Barclays boss Jes Staley has indicated he wants employees to return to the office, as HSBC reportedly tells its staff they can work in Canary Wharf from September.
Speaking to Bloomberg TV today, Staley said: “It is important to get people back together in physical concentrations.”
He has previously said big city offices “may be a thing of the past”.
However, today Staley seemed to indicate Barclays would not abandon the financial hubs.
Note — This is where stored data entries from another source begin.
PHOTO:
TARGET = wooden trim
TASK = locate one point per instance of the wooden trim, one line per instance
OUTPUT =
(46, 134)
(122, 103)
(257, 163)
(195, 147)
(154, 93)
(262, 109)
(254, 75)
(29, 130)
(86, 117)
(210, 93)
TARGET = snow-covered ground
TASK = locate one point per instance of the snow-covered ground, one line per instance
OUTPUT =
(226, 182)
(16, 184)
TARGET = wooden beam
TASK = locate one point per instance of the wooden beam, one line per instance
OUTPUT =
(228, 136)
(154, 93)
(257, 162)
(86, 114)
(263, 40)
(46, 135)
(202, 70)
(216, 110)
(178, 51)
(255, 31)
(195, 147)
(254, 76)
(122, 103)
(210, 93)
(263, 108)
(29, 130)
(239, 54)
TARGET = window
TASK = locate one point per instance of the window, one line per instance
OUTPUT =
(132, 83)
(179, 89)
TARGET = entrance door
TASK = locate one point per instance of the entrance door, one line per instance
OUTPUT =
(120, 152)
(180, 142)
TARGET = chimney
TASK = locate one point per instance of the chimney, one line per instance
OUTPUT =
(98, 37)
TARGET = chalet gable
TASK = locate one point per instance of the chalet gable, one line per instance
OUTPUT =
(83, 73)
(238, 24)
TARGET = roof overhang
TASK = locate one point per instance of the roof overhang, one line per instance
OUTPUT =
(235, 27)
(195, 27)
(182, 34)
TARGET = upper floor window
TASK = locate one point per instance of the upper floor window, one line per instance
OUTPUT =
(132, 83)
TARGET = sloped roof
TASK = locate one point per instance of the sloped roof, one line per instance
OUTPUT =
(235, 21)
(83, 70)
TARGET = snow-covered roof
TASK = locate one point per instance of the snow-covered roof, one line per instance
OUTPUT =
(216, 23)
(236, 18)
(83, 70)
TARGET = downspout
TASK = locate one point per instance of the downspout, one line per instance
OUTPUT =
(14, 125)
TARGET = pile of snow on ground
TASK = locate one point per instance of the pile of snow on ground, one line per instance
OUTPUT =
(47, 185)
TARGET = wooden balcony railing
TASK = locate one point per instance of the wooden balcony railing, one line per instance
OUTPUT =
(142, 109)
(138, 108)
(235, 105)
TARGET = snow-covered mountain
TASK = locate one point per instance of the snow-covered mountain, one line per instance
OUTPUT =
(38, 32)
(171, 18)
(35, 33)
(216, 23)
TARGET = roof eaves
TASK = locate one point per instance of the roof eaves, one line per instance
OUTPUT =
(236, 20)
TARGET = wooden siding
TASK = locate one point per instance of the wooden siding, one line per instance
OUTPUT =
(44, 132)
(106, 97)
He said: “We also have a responsibility to places like Canary Wharf, like Manchester, like Glasgow.”
“We want our people back together, to make sure we ensure the evolution of our culture and our controls, and I think that will happen over time,” he added.
The Barclays chief said 60,000 employees were “working from their kitchen tables” but added another 20,000 were in offices, branches and call centres.
HSBC targets September return to Canary Wharf
The bank has told its staff they will not return to the office until September at the earliest, in a memo seen by the Evening Standard.
The bank said when it does make the move to head back to the office it will do so “on a phased basis”. It will prioritise bringing back colleagues “carrying the greatest risk working from home”.
Like Barclays, HSBC’s headquarters are based in Canary Wharf, which is readying for a return of up to three-quarters of its workforce.
Earlier this month just 7,000 of Canary Wharf’s 120,000 workers had returned to the office.
But HSBC is now reportedly reducing its social distancing rules down to one metre, which will allow more workers to return.
The HSBC memo reportedly said: “It will be to a limited number of buildings and will see less than 20 per cent of colleagues return to any single office. In some buildings, maintaining two-metre social distancing means it will be far less than 20 per cent.”
It comes as Prime Minister Boris Johnson encourages more people to return to work after four months of lockdown. The previous guidance had been to work from home where possible.
Canary Wharf offices may be half empty
However, some banks have ignored this advice with Natwest (formerly RBS) last week telling 50,000 employees that they could continue to work from home until next year.
Speaking to Reuters today, the leader of the City of London Catherine McGuinness said banks were saying capacity was likely to be between 40 and 50 per cent at best. This is due to the need to spacing desks out and limit public transport use to adhere to social distancing rules.
A number of office workers will find it easy to return to the City and Canary Wharf in September as schools reopen. But the reduced numbers will mean some of the district’s cafes and shops will shut for good.
The high street has shown slow signs of recovery but a number of chains are reporting that footfall remains low. Sandwich chain Pret A Manger has said sales are around 85 per cent lower than typical for this period due to the pandemic.
“We will see a ‘new normal’ gradually develop even after we have dealt with the virus,” McGuinness told Reuters, “but we are confident there is a place for the office for gathering people.”
Lloyds may reduce office space
Lloyds has also said it is exploring options to reduce its property footprint as its staff transition to remote working.
In a memo to employees, first reported by the Sunday Times, Sinnott said “changes to the way we work” meant Lloyds would “need fewer buildings and different types of spaces” in future, signalling no return to normal for staff.
Earlier today Barclays reported that it had set aside £1.6bn to insulate itself against additional loan losses due to the pandemic.
The bank’s half-year pre-tax profit dropped from £3bn in the first half of 2019 to just £1.3bn in the first half of 2020. Its UK profit before tax plunged 76 per cent to £359m, missing analysts’ forecast of £491m.
Shares in Barclays fell six per cent in afternoon trading.